How participants changed their use of the 10,000 Steps program over time

The 10,000 Steps program launched an entirely new website (different design and layout, though with similar functionality) in 2017. Nearly all participants either didn’t notice/remember the change to the latest version of the 10,000 Steps website, or they liked it better. Though one participant mentioned that she struggled at first to get used to the latest website, but got used to it quickly thereafter.

“Yeah, yeah. No, I have liked the changes. I do it all on my iPad, on the website, I don’t use a computer or laptop, but no, I have liked the changes. To me the changes have kept up-to-date.” (Participant 006, female, aged 66, 5809 step log entries)

“I found them a problem initially, but once I worked outI can remember contacting someone once and saying, "how do I do something or other?" But once I worked it all out I was right. Because I’m not very technical anyway.” (Participant 007, female, aged 74, 6254 step log entries)

The 10,000 Steps program first launched a smartphone app in 2009. The usage of the app among super engaged users is mixed, with the majority indicating they don’t use it (n = 11), a couple who use both app and website (n = 4), and only a few who say they only use the app (n = 3). Of those that use the app, satisfaction is mixed, with some really liking it and others indicating the functionality of the app is too limited compared to the website.

“No, you see I’m one of these prehistoric people that doesn’t own a mobile phone.” (Participant 008, female, aged 57, 661 step log entries)

“I actually use both. I use the website when I’m at work, and I use the app when I’m at home.” (Participant 010, female, aged 50, 4077 step log entries)

“Yeah, the website because I found that theThere’s the app and for some reason the app and the website don’t sync. If you put into the app it doesn’t sync to the website.

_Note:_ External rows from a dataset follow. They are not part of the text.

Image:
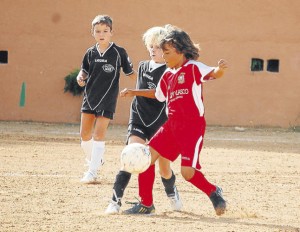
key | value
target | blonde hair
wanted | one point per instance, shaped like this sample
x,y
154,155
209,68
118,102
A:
x,y
181,41
153,36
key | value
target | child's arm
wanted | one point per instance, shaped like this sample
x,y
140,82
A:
x,y
81,77
149,93
219,71
133,76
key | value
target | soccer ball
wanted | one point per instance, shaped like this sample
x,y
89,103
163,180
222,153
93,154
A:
x,y
135,158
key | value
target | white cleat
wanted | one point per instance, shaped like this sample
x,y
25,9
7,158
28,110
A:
x,y
88,178
113,208
175,201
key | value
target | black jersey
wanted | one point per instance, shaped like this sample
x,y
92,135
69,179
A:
x,y
103,69
148,111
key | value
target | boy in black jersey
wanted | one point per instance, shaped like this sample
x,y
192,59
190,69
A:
x,y
146,117
99,75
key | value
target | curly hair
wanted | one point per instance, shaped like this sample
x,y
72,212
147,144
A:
x,y
181,41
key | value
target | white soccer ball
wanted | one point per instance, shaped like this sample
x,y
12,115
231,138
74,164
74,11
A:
x,y
135,158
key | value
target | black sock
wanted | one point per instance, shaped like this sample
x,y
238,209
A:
x,y
169,184
121,182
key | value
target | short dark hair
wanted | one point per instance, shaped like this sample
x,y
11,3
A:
x,y
181,41
102,19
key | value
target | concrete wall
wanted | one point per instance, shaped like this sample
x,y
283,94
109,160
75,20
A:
x,y
46,40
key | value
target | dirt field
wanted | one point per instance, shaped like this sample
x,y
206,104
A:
x,y
41,165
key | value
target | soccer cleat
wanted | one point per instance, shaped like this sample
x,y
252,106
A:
x,y
113,207
139,208
218,201
175,201
88,178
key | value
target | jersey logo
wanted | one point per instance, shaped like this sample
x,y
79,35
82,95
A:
x,y
181,78
151,85
108,68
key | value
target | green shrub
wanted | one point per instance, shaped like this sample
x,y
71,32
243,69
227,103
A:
x,y
71,84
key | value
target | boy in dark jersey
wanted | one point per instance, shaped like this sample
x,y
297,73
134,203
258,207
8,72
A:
x,y
99,75
146,117
182,134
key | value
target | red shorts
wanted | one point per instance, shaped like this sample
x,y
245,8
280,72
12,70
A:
x,y
176,138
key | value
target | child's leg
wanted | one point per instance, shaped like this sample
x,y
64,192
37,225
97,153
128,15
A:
x,y
198,180
213,192
87,149
121,182
86,130
146,182
98,150
168,179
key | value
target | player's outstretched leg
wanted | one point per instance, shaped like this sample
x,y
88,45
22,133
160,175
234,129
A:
x,y
218,201
172,193
139,208
213,192
146,182
121,182
97,160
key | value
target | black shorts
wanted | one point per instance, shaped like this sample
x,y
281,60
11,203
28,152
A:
x,y
141,131
101,113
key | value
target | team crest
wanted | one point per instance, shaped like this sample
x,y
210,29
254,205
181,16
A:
x,y
108,68
181,78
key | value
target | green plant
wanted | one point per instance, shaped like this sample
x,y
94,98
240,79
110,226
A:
x,y
71,84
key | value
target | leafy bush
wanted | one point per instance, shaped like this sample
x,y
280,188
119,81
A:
x,y
71,84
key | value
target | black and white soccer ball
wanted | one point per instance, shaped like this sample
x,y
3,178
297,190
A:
x,y
135,158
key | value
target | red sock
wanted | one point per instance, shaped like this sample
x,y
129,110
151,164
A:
x,y
199,181
146,182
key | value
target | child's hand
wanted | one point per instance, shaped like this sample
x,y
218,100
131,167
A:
x,y
222,64
80,81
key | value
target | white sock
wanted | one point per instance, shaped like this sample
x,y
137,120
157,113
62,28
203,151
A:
x,y
97,158
87,149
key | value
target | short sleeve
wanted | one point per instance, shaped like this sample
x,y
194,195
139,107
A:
x,y
126,63
161,90
85,65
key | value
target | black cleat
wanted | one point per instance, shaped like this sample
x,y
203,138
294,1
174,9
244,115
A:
x,y
138,208
218,201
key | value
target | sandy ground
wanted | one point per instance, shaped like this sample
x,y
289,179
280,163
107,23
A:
x,y
41,165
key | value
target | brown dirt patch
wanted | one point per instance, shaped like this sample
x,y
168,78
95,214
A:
x,y
41,164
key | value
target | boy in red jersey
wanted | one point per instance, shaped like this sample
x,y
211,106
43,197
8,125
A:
x,y
147,115
183,132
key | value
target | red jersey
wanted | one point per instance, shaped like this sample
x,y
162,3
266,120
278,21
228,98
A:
x,y
182,90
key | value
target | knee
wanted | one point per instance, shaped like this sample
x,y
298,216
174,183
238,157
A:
x,y
165,172
85,135
187,173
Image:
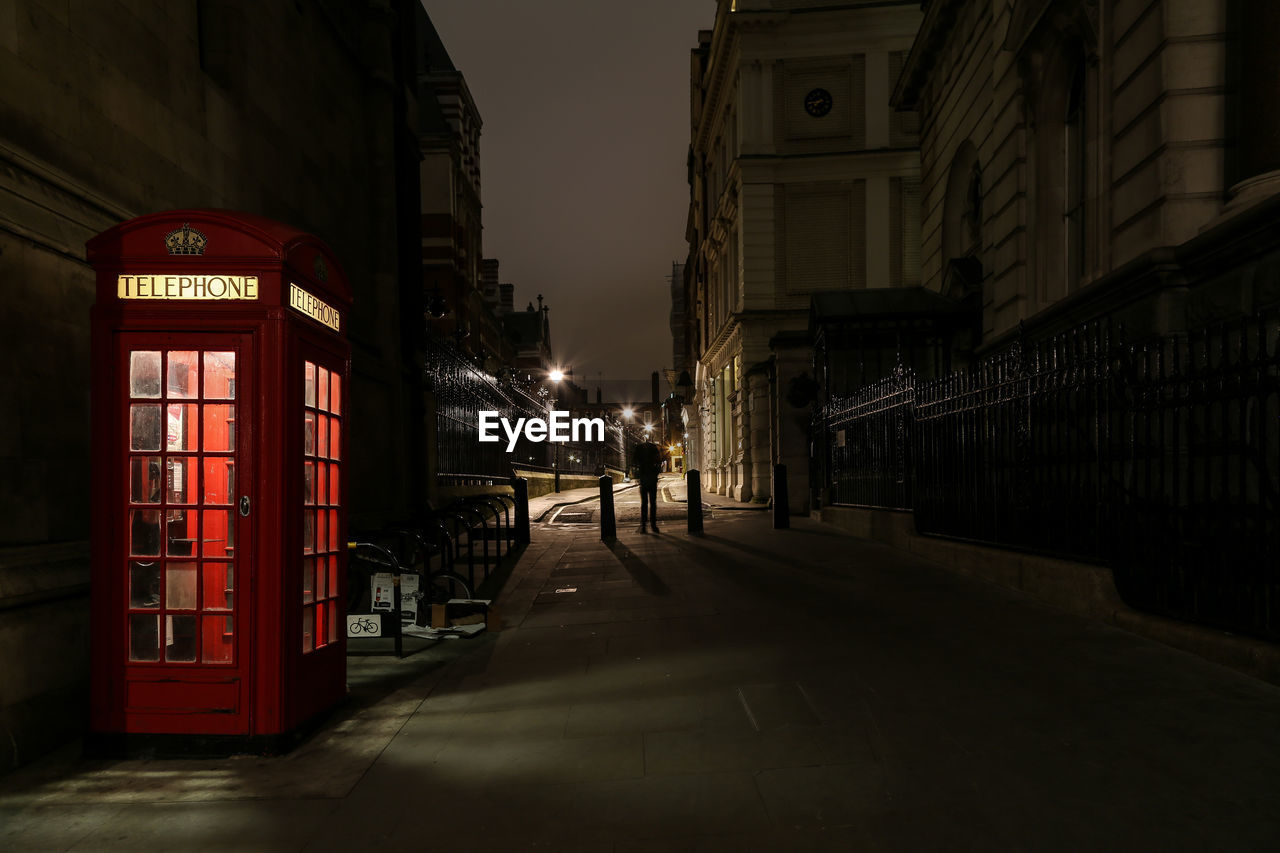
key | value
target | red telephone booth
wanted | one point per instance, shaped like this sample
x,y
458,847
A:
x,y
220,375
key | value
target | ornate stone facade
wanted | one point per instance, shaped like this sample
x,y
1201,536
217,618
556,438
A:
x,y
1072,149
803,179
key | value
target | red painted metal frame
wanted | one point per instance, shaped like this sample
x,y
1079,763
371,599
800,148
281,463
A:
x,y
279,687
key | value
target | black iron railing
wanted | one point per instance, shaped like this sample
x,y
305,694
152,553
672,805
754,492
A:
x,y
1160,459
461,391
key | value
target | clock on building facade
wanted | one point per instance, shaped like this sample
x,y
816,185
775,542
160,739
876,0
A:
x,y
817,103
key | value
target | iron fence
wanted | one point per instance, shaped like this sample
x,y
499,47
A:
x,y
461,391
871,432
1160,459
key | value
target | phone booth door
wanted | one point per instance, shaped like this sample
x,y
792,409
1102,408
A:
x,y
186,530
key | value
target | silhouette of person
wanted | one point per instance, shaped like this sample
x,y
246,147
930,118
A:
x,y
648,464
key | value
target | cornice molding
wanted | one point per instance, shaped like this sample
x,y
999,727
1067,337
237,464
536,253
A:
x,y
932,36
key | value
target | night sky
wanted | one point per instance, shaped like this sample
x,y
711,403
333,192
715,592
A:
x,y
585,110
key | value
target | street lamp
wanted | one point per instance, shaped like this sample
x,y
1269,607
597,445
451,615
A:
x,y
556,375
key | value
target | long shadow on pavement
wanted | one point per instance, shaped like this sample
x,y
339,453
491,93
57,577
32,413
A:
x,y
643,574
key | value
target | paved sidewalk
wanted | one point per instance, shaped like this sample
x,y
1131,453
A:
x,y
542,506
752,689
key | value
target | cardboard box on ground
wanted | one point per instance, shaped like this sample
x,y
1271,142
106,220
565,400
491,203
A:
x,y
466,611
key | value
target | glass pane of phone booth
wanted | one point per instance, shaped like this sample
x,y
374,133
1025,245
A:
x,y
321,464
181,534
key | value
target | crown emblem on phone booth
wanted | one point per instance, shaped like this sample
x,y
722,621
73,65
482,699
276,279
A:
x,y
184,241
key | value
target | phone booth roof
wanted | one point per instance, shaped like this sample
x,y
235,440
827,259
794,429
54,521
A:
x,y
188,242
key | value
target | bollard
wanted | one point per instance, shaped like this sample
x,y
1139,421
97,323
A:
x,y
608,524
781,505
521,488
694,482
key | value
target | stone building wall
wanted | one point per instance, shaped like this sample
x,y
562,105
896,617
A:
x,y
786,204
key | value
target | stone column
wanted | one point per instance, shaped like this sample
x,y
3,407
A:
x,y
743,447
760,463
792,427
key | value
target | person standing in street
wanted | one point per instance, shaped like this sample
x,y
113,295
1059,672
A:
x,y
648,464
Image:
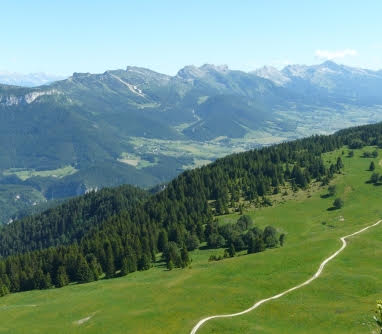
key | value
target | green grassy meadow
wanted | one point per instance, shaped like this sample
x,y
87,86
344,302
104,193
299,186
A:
x,y
342,300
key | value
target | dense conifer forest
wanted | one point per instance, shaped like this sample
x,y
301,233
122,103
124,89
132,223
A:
x,y
116,232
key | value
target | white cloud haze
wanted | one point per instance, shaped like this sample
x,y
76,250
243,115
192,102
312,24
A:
x,y
339,54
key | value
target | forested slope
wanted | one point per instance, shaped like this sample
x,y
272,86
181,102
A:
x,y
184,210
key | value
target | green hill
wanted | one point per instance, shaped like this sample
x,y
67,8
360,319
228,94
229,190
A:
x,y
162,301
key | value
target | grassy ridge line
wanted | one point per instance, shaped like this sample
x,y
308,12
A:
x,y
158,301
310,280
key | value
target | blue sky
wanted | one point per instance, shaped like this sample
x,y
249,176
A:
x,y
62,37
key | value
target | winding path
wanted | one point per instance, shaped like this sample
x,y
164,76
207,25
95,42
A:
x,y
310,280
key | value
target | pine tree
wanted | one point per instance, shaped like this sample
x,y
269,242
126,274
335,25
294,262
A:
x,y
84,273
231,250
184,257
61,277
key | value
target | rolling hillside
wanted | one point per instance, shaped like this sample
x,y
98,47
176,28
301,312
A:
x,y
162,301
140,127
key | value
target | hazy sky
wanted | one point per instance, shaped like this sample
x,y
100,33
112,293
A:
x,y
62,37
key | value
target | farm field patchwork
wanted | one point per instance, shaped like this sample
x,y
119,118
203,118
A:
x,y
158,301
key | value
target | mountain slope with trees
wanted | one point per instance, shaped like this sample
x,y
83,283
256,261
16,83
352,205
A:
x,y
179,216
131,122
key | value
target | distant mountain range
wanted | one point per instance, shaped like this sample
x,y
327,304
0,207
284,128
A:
x,y
141,127
27,80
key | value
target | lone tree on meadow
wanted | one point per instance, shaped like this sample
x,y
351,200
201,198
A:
x,y
374,178
332,190
338,203
378,315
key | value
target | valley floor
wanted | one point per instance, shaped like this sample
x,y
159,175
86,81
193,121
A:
x,y
341,300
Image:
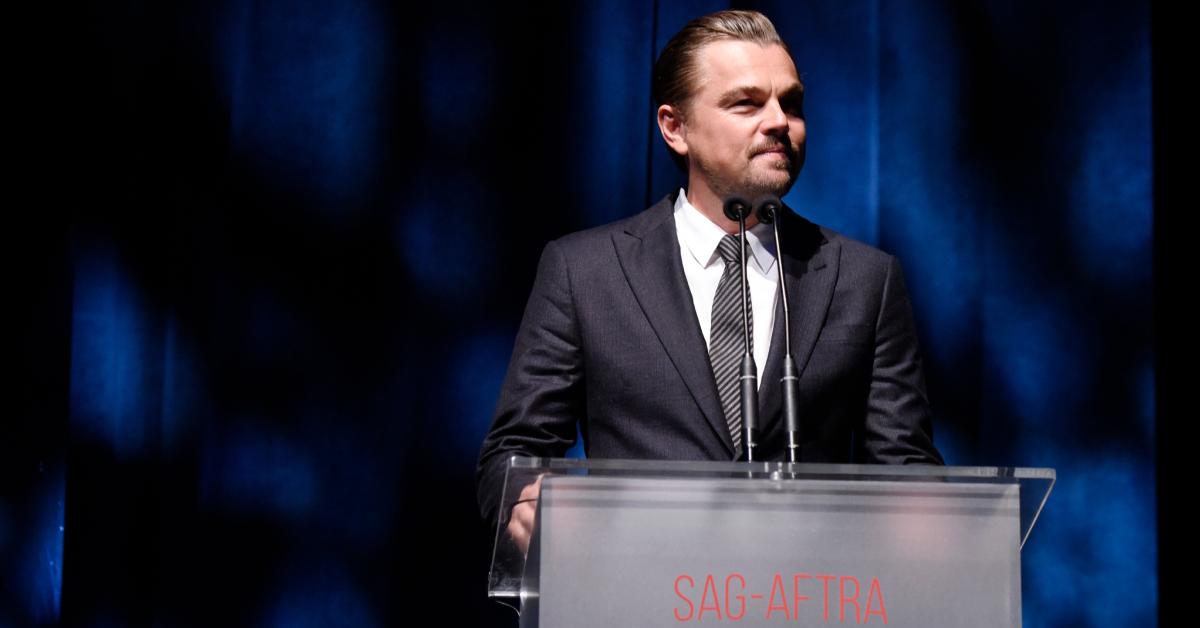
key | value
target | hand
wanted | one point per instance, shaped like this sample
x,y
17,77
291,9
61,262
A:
x,y
521,522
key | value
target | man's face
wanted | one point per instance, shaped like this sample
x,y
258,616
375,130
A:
x,y
744,127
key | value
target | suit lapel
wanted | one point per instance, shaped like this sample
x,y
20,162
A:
x,y
810,273
648,252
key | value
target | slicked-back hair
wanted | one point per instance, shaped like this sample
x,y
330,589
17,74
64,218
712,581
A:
x,y
677,70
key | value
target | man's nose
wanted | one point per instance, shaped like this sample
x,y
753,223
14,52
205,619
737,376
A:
x,y
774,118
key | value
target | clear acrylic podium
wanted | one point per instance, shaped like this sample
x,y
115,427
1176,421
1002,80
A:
x,y
666,543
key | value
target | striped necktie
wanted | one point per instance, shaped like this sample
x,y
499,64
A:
x,y
726,344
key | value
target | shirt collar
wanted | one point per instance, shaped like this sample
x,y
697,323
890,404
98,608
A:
x,y
700,237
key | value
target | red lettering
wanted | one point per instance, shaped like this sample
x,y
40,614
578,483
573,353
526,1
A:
x,y
778,585
691,584
876,591
742,599
825,582
852,599
797,598
709,585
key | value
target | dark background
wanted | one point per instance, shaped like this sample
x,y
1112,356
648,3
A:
x,y
269,259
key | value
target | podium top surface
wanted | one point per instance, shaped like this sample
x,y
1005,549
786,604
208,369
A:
x,y
1030,486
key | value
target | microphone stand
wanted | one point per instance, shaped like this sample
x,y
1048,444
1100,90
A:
x,y
768,209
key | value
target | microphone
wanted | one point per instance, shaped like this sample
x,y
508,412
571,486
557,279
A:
x,y
768,209
738,209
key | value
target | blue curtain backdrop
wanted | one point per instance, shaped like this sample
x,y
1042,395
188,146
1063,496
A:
x,y
283,247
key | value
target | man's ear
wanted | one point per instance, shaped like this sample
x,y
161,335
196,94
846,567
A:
x,y
671,125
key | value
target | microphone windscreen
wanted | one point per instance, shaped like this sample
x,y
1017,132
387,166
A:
x,y
736,208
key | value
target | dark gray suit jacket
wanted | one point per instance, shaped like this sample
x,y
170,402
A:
x,y
610,341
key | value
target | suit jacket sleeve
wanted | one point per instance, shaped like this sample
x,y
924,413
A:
x,y
543,396
899,423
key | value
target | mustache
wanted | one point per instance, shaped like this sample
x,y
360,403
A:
x,y
786,147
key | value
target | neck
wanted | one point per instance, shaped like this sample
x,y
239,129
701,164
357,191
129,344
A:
x,y
712,205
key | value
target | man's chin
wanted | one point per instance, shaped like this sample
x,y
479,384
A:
x,y
777,184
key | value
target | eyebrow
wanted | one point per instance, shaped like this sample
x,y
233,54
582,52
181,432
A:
x,y
796,90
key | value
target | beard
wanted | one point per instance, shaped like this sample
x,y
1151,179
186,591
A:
x,y
771,174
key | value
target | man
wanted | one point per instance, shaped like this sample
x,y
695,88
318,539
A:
x,y
628,326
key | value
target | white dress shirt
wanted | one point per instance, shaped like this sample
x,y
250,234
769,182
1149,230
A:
x,y
702,264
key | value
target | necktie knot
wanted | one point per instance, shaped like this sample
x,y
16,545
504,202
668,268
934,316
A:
x,y
730,250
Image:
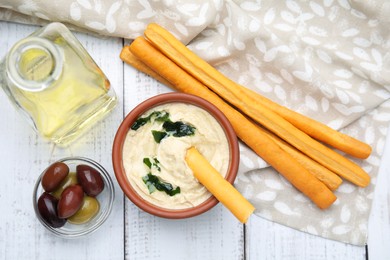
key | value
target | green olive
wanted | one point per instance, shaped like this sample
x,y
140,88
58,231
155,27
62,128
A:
x,y
88,210
70,179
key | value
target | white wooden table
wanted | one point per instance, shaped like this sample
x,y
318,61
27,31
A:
x,y
130,233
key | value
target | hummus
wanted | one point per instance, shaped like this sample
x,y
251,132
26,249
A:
x,y
166,158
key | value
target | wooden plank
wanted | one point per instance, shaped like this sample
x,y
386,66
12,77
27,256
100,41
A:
x,y
21,235
379,225
213,235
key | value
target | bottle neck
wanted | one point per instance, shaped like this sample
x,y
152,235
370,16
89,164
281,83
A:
x,y
34,64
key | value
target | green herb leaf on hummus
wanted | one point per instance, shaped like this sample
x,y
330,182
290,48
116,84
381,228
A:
x,y
148,162
153,182
178,129
158,135
160,116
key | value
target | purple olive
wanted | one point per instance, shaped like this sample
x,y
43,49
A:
x,y
70,201
54,175
47,207
90,179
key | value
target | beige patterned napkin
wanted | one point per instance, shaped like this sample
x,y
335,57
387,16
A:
x,y
329,60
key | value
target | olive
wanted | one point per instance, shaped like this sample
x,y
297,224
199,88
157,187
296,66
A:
x,y
88,210
70,201
71,179
90,179
54,175
47,208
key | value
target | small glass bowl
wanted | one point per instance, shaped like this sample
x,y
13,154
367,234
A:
x,y
105,198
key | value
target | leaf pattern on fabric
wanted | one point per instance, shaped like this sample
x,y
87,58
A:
x,y
326,59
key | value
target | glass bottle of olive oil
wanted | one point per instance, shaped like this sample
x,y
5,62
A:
x,y
52,79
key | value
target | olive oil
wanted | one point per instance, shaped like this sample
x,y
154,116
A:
x,y
55,82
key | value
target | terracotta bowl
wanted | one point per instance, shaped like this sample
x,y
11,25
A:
x,y
121,135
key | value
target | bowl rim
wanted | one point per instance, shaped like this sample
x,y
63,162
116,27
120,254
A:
x,y
104,215
120,137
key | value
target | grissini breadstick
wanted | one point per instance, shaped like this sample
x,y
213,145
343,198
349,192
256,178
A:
x,y
330,179
212,78
332,160
260,143
222,190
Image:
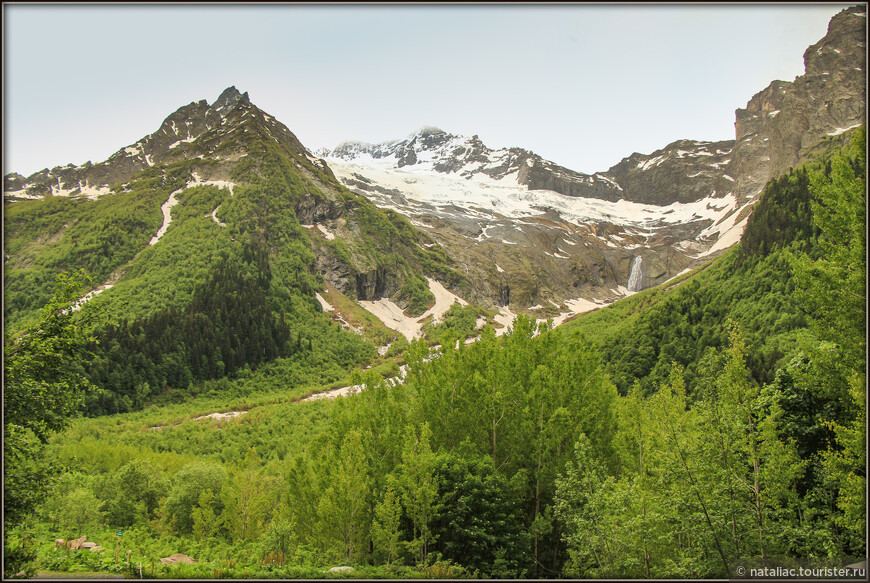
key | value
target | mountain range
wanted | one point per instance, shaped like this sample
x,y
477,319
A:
x,y
506,228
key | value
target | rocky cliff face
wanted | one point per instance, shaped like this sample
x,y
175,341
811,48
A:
x,y
782,124
548,234
524,230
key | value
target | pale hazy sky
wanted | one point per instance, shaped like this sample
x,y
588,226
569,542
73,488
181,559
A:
x,y
580,84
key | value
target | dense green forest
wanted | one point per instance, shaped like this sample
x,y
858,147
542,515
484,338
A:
x,y
718,418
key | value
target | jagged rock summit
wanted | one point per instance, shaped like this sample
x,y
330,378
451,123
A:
x,y
214,123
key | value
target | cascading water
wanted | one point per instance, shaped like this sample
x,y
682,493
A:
x,y
635,276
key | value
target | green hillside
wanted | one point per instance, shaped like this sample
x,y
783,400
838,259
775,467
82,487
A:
x,y
231,283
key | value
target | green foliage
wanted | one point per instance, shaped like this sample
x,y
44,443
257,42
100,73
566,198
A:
x,y
185,493
479,525
43,388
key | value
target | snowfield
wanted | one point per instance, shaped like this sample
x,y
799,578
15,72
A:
x,y
484,197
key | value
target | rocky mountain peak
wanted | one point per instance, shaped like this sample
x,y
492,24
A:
x,y
781,126
229,98
196,130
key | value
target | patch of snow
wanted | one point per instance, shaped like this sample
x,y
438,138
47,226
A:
x,y
326,232
394,318
327,307
221,416
166,208
839,131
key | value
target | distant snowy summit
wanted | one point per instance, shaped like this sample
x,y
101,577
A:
x,y
436,151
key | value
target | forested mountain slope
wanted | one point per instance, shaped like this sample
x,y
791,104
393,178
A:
x,y
226,279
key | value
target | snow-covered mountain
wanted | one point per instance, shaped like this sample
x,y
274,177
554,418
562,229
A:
x,y
542,234
527,232
531,232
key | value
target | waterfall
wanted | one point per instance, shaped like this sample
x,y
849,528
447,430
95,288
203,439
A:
x,y
635,277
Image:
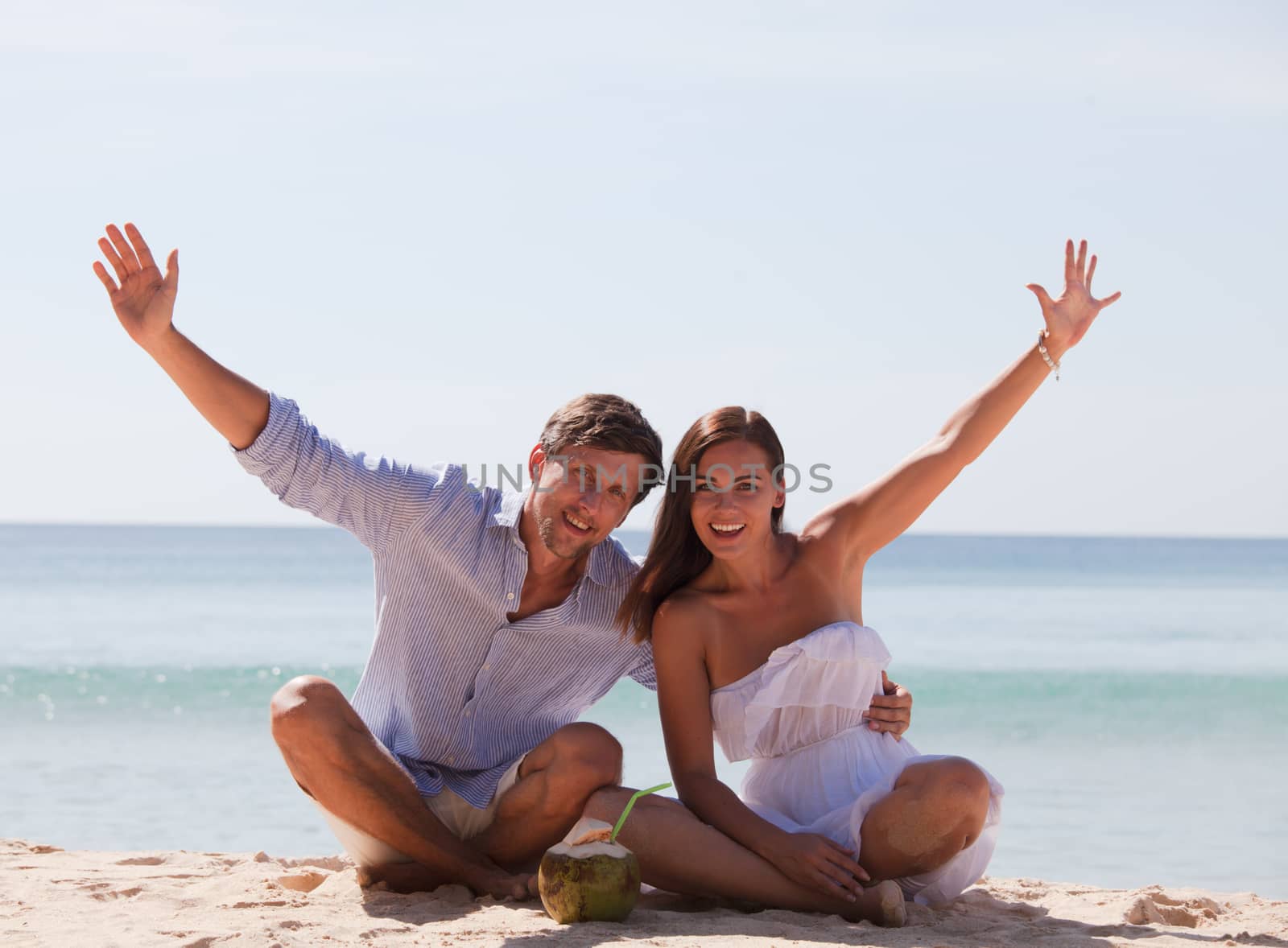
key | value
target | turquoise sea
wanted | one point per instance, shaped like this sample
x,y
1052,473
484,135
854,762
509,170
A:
x,y
1130,693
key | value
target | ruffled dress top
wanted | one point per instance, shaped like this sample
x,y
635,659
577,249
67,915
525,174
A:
x,y
817,767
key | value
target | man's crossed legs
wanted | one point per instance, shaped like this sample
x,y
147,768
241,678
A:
x,y
352,776
339,763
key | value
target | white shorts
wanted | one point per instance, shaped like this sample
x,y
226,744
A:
x,y
454,812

But this was a while ago.” (Participant 013, male, aged 38, 777 step log entries)

The 10,000 Steps program first integrated the use of activity trackers including Fitbit (2017), Garmin (2019) and Google Fit (2021), to enable automatic syncing of steps, in addition to the option of manually updating step counts for those that are using a traditional pedometer or other step tracking device. While many of the super engaged users are still using pedometers (n = 8), a significant proportion are now using activity trackers (n = 9). The majority of these trackers are compatible with the 10,000 Steps website (n = 6), but some are also using trackers that don’t automatically sync (e.g., Apple Watch), meaning they still have to enter their steps to the 10,000 Steps platform manually. Several (n = 3) also indicated that they use the step counting feature of their smartphone as a backup for when their pedometer or tracker is not available.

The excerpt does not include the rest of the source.